I have a transactional DB Salome containing Sales.Customer table with data about customers.
stg_Salome DB contains 2 tables CustomerUpdates, CustomerInserts.
SalomeDW contains one table: DimCustomer. This is the table I want to use for the incremental data loading.
Data overview.
Table definitions
use Salome;
go
Create table Sales.Customer
(
customer_id int primary key identity(1,1),
customer_acct_num nvarchar(15),
first_name nvarchar(50),
last_name nvarchar(50),
customer_address nvarchar(50),
customer_city nvarchar(50),
customer_country nvarchar(50),
birthdate date,
education nvarchar(50),
acct_open_date date,
member_card nvarchar(50),
occupation nvarchar(50),
homeowner char(1),
acct_close_date date
)
Tables in the Staging Database. (CustomerInserts, CustomerUpdates)
Use stg_Salome;
go
Create table CustomerUpdates
(
customerkey int primary key identity(100,1),
customer_id int,
customer_acct_num nvarchar(15),
first_name nvarchar(50),
last_name nvarchar(50),
customer_address nvarchar(50),
customer_city nvarchar(50),
customer_country nvarchar(50),
birthdate date,
education nvarchar(50),
acct_open_date date,
member_card nvarchar(50),
occupation nvarchar(50),
homeowner char(1),
acct_close_date date)
Create table CustomerInserts
(
customer_id int ,
customer_acct_num nvarchar(15),
first_name nvarchar(50),
last_name nvarchar(50),
customer_address nvarchar(50),
customer_city nvarchar(50),
customer_country nvarchar(50),
birthdate date,
education nvarchar(50),
acct_open_date date,
member_card nvarchar(50),
occupation nvarchar(50),
homeowner char(1),
acct_close_date date
)
Use SalomeDW;
go
Create table DimCustomer
(
customerkey int primary key identity(100,1),
customer_id int,
customer_acct_num nvarchar(15),
first_name nvarchar(50),
last_name nvarchar(50),
customer_address nvarchar(50),
customer_city nvarchar(50),
customer_country nvarchar(50),
birthdate date,
education nvarchar(50),
acct_open_date date,
member_card nvarchar(50),
occupation nvarchar(50),
homeowner char(1),
acct_close_date date
)
Columns used
SCD 1 = Changing attribute (customer_address, customer_city, customer_country, occupation)
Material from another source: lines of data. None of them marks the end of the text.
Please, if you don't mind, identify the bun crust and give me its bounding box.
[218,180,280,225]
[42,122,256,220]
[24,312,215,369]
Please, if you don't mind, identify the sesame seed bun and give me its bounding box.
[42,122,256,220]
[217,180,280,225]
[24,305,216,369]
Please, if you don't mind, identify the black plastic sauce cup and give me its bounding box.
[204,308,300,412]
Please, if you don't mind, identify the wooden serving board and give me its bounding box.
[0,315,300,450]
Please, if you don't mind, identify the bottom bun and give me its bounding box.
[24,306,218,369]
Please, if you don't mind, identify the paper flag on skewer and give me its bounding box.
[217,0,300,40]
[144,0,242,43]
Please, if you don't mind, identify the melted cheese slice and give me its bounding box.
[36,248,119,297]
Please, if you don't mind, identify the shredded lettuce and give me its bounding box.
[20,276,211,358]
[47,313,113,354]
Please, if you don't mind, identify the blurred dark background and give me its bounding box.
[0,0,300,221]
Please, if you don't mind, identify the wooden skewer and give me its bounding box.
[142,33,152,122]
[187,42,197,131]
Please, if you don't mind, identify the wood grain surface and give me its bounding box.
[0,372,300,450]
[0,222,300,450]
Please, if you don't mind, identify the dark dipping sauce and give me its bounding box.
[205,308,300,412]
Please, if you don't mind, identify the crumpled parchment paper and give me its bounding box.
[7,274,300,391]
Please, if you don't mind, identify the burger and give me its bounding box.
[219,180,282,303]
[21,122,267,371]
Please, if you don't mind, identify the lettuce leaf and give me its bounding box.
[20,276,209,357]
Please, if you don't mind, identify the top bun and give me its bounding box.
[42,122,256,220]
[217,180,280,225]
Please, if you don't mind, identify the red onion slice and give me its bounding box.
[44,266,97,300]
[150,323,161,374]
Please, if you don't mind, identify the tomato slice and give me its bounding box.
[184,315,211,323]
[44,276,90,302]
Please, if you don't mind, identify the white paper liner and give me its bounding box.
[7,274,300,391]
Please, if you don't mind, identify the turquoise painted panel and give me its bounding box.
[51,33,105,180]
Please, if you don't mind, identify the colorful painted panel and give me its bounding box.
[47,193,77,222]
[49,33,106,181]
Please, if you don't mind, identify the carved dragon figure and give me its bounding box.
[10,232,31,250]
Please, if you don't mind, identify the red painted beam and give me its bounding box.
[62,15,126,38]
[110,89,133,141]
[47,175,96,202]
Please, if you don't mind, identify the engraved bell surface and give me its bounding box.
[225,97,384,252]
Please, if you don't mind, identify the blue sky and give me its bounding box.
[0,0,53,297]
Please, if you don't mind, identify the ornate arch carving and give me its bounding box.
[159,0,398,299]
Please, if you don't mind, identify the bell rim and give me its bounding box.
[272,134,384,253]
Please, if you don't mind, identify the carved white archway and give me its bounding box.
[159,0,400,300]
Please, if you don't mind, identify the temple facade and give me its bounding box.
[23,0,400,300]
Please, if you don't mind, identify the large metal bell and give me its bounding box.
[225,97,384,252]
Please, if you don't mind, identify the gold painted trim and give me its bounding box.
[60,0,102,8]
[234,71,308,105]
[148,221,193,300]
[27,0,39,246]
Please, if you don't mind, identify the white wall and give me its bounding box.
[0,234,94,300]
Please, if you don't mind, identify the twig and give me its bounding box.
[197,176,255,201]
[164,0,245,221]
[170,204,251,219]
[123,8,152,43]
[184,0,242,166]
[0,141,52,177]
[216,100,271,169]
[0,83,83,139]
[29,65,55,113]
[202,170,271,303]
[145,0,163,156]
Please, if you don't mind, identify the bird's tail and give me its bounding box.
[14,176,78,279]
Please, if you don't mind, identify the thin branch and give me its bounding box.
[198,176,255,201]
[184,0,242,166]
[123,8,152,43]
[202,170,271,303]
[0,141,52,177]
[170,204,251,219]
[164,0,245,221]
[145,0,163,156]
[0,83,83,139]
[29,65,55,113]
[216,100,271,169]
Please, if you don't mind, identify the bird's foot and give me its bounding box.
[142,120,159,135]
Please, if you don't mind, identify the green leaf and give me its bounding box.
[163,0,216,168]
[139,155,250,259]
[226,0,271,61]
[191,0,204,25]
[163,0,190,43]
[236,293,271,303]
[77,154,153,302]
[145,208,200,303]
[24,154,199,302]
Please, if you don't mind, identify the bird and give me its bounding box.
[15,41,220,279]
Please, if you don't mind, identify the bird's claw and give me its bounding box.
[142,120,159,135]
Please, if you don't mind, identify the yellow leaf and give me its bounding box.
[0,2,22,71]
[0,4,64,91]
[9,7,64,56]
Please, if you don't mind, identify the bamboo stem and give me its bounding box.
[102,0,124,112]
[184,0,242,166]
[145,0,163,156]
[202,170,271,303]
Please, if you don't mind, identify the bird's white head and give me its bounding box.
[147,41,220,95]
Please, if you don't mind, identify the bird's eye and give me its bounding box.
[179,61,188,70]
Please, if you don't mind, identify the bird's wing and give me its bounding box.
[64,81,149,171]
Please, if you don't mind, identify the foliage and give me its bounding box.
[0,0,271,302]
SCD 2: Historical attribute (customer_acct_num, member_card)
SCD 0 = fixed
CustomerUpdates will catch the SCD1 updates
CustomerInserts will catch the SCD2 updates
Everything else will go directly into DimCustomer table.
SSIS
Execute SQL Task: First thing I am doing is truncating the staging tables.
Data Flow Task:
Data Flow 1: I am going the set up this solution
OLE DB Source: data from the transactional database system.
Lookup transformation:
no matching entries = Ignore failure.
Connection:
I am using Lookup transformation to check if the data already exists in the dimension table.
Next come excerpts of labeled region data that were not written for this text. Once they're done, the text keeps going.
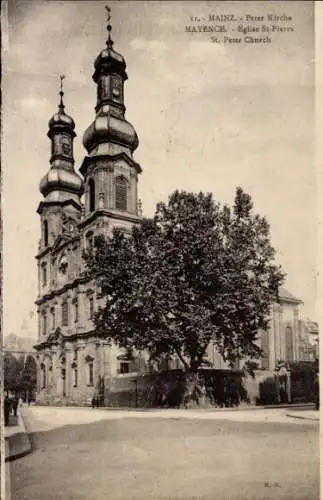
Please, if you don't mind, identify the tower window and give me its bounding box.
[86,231,93,252]
[62,300,68,326]
[74,299,79,323]
[72,363,78,387]
[115,177,127,210]
[40,363,46,389]
[89,179,95,212]
[43,311,47,336]
[43,220,48,247]
[285,326,294,361]
[88,361,93,385]
[42,263,47,286]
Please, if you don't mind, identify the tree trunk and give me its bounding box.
[183,370,202,408]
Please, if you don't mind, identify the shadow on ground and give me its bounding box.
[11,419,319,500]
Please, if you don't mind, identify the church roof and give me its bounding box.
[279,286,302,304]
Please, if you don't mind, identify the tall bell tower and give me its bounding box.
[80,8,141,234]
[37,76,83,252]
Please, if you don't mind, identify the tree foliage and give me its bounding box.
[4,352,37,393]
[84,188,283,372]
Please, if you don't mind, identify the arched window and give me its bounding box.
[260,330,269,370]
[43,311,47,336]
[85,356,94,386]
[72,363,78,387]
[50,307,56,330]
[40,363,46,389]
[115,177,127,210]
[43,220,48,247]
[62,300,68,326]
[89,179,95,212]
[42,262,47,286]
[285,326,294,361]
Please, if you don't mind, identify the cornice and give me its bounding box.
[35,276,92,306]
[79,151,142,177]
[79,208,142,228]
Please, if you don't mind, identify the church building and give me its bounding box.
[35,16,308,405]
[35,18,141,403]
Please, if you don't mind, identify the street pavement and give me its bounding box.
[6,407,319,500]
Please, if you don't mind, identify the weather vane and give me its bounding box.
[105,5,112,43]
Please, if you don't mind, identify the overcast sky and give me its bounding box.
[3,0,317,337]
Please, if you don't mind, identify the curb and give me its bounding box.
[5,412,32,462]
[286,413,320,422]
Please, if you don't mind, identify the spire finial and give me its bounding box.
[58,75,65,113]
[105,5,113,48]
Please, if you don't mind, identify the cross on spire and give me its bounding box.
[105,5,113,48]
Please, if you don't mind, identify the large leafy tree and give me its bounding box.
[85,188,283,373]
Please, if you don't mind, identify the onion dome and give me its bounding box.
[83,113,139,153]
[39,76,84,201]
[47,77,76,138]
[39,167,84,197]
[92,35,128,83]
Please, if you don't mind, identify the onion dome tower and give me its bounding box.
[80,7,141,221]
[37,76,84,247]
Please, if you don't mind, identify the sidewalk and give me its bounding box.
[286,410,320,422]
[4,410,31,462]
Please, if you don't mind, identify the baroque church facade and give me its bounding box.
[35,20,308,405]
[35,26,141,403]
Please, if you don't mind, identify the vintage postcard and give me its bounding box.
[1,0,323,500]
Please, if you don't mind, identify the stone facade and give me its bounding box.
[35,29,141,404]
[35,22,310,404]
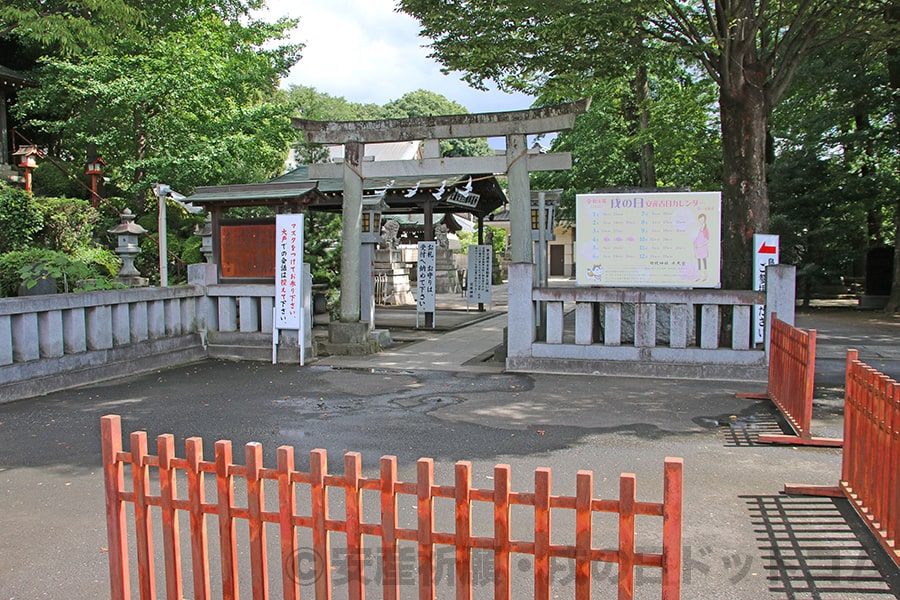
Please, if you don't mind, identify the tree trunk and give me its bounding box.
[634,65,656,189]
[884,2,900,314]
[719,69,769,290]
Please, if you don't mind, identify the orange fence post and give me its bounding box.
[100,415,131,600]
[416,458,435,600]
[278,446,300,600]
[737,313,842,447]
[244,442,269,600]
[309,448,331,600]
[619,473,636,600]
[184,437,211,600]
[454,461,472,600]
[131,431,156,600]
[381,456,400,600]
[575,471,594,598]
[344,452,365,600]
[662,457,684,600]
[156,434,183,598]
[494,465,512,600]
[534,469,552,600]
[216,440,238,600]
[840,350,900,566]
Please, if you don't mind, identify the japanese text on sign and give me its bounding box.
[416,242,437,312]
[466,245,493,304]
[575,192,721,288]
[275,215,303,329]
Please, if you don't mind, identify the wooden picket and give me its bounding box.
[840,350,900,566]
[101,415,683,600]
[737,313,842,447]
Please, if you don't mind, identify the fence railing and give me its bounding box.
[0,286,205,402]
[101,415,683,600]
[507,264,794,379]
[0,264,313,402]
[737,313,843,447]
[840,350,900,566]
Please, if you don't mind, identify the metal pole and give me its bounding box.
[154,184,169,287]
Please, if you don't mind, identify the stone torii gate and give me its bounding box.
[293,99,590,352]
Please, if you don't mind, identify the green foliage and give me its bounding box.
[0,248,121,296]
[532,68,721,222]
[35,196,99,253]
[0,0,142,55]
[15,2,299,199]
[32,159,90,198]
[769,42,900,300]
[0,183,44,254]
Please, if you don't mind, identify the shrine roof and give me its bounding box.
[271,165,506,215]
[185,181,323,209]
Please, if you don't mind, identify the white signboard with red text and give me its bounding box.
[275,214,303,330]
[753,233,779,344]
[466,244,493,307]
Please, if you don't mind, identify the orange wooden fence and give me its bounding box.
[101,415,683,600]
[738,313,841,447]
[840,350,900,565]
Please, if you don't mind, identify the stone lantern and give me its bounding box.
[109,208,149,287]
[13,146,41,194]
[197,213,213,263]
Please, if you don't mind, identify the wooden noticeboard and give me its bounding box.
[219,222,275,279]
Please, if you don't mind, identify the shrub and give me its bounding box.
[0,247,121,296]
[35,198,99,252]
[0,183,44,254]
[0,248,66,297]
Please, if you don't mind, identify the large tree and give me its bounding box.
[400,0,887,288]
[16,0,299,200]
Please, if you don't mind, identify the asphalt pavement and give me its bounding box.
[0,292,900,600]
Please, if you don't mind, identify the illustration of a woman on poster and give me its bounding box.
[694,213,709,281]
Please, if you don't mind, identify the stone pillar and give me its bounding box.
[359,243,375,331]
[341,142,364,323]
[506,135,534,264]
[766,265,797,360]
[319,142,377,354]
[507,262,535,359]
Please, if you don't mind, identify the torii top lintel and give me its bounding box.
[292,98,590,144]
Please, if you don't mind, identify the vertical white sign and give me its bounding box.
[466,244,493,304]
[416,242,437,313]
[275,214,303,331]
[753,233,779,344]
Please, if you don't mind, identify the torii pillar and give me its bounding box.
[293,99,590,354]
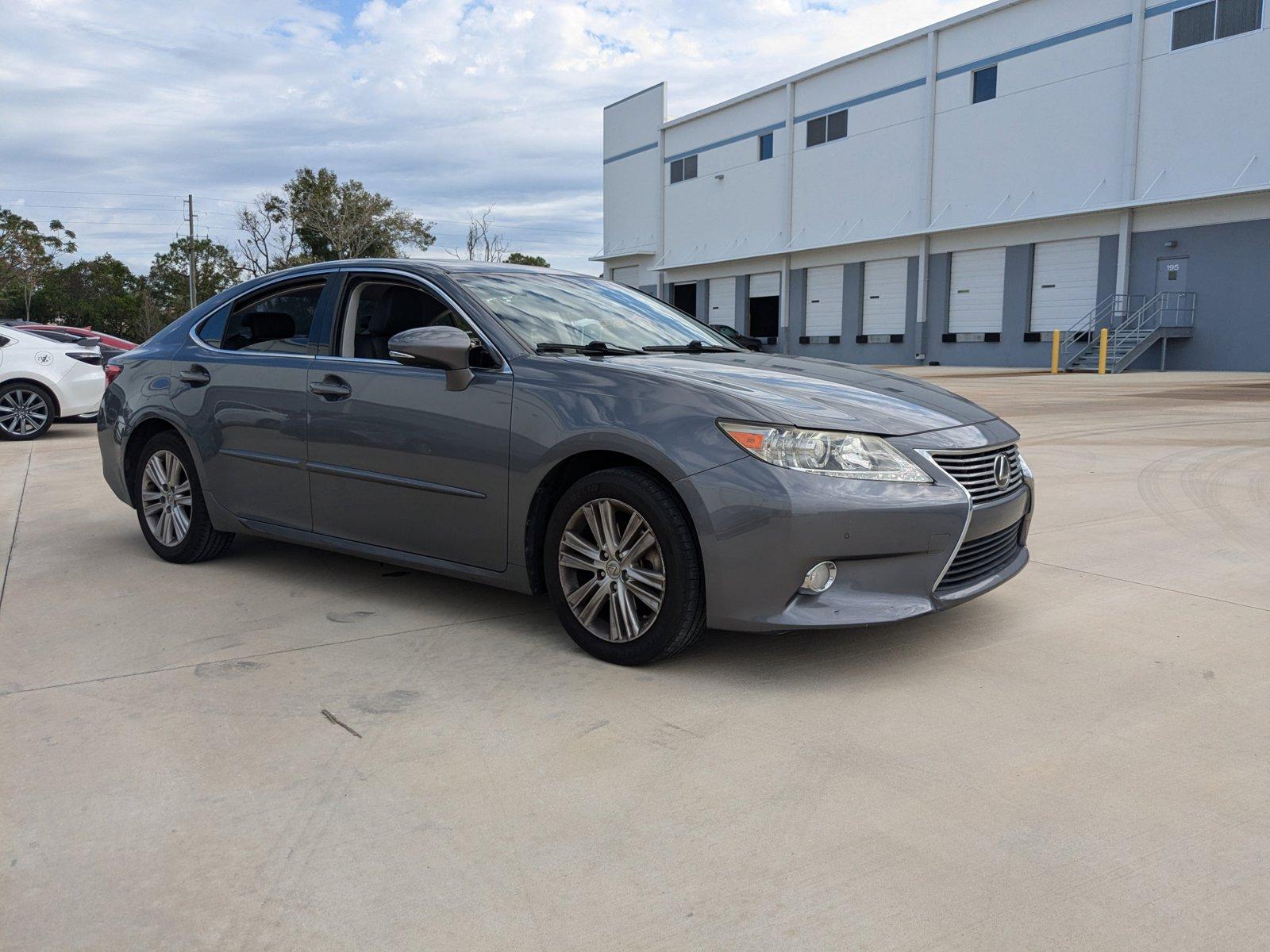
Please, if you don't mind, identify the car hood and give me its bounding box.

Using WHERE [acct_close_date] is null to select the active records only. I do not have any expired data in the transactional table. Also do not need the CustemerKey from the dimension table to performe this lookup transformation.
Columns:
Connect customer_id from transactional DB to customer_id in DW. Append "_OUT" to be able to recognize which columns comming from transactional table and which columns are from data warehouse table.
Confirme with OK.
Conditional Split:
1. Inserts (New records): If a new record is added on the source, that record is null on the destination: ISNULL(customer_id_OUT) . I use this output to insert data directly into DimCustomer.
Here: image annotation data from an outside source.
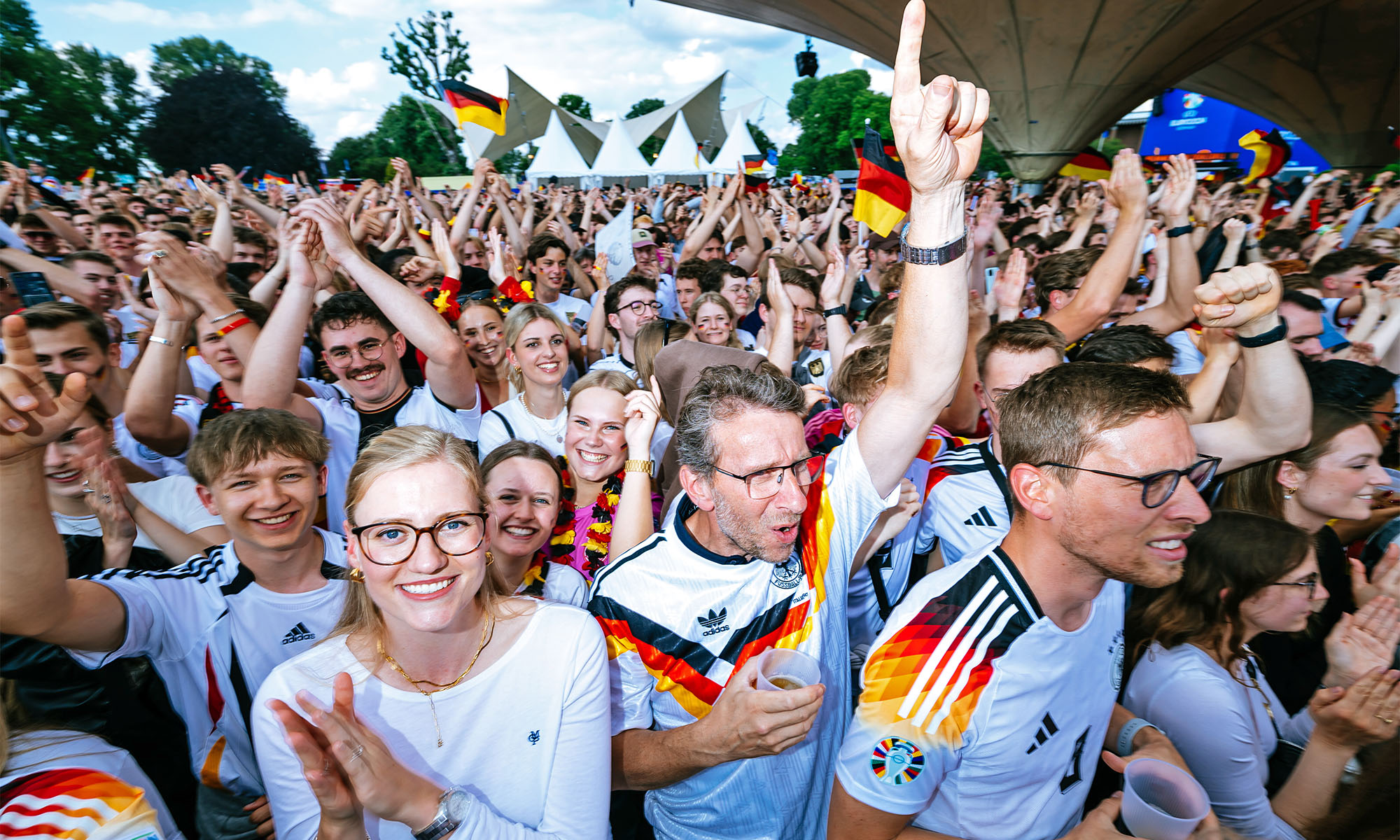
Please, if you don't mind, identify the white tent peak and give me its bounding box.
[651,113,707,175]
[525,112,588,179]
[592,119,651,178]
[704,125,759,175]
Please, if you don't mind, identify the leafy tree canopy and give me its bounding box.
[141,70,319,175]
[557,94,594,119]
[778,70,893,175]
[379,11,472,99]
[151,35,287,102]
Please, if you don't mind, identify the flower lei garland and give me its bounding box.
[549,456,623,580]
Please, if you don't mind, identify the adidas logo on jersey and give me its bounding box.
[1026,711,1060,756]
[696,606,729,636]
[963,505,997,528]
[281,622,316,644]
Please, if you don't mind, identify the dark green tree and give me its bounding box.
[151,35,287,102]
[0,0,146,179]
[379,11,472,99]
[778,70,893,175]
[556,94,594,119]
[141,70,319,175]
[326,94,466,178]
[623,97,666,161]
[743,120,777,154]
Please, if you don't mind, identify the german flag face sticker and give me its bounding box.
[871,735,924,784]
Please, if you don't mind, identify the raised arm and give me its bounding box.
[0,315,126,651]
[855,10,986,496]
[293,199,476,409]
[1126,154,1201,335]
[1191,263,1312,472]
[1053,148,1147,342]
[242,221,330,431]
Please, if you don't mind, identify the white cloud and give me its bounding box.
[69,0,323,32]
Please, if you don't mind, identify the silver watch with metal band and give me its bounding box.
[413,788,472,840]
[899,227,967,266]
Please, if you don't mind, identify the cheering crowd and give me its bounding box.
[0,1,1400,840]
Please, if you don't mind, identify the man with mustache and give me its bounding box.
[244,199,482,529]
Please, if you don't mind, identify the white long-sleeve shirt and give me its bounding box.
[1123,643,1313,840]
[252,602,612,840]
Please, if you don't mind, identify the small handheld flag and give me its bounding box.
[1058,147,1113,181]
[851,126,913,237]
[1239,129,1292,183]
[437,78,510,134]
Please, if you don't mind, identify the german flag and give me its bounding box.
[437,78,510,134]
[1239,129,1294,183]
[1058,146,1113,181]
[851,126,913,237]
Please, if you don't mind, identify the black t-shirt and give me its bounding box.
[1249,526,1357,714]
[354,388,413,452]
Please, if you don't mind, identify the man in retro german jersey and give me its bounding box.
[589,6,988,840]
[0,340,346,840]
[830,364,1219,840]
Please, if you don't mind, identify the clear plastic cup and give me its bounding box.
[755,648,822,692]
[1123,759,1211,840]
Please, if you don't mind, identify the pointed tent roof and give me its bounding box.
[623,70,729,147]
[704,116,759,175]
[651,112,708,175]
[462,67,608,161]
[592,119,651,178]
[525,112,588,178]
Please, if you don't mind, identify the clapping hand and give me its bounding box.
[889,0,991,196]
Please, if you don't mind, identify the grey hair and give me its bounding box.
[672,361,806,476]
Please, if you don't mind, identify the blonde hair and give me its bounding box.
[564,371,637,412]
[505,301,568,391]
[687,291,743,350]
[330,426,508,636]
2. SCD Type 1 = Changing attribute (customer_address,customer_city, customer_country, occupation)
if source do not match destination in these values we use the Condition split output to insert data into CustomerUpdates table (staging table)
customer_address != customer_address_OUT || customer_city != customer_city_OUT || customer_country != customer_country_OUT || occupation != occupation_OUT
3. SCD 2: Historical attribute (customer_acct_num, member_card)
I have defined two attributes as SCD2. If data from source table do not match the destination data this output will be used to update the destination table. Using CustomerInserts table.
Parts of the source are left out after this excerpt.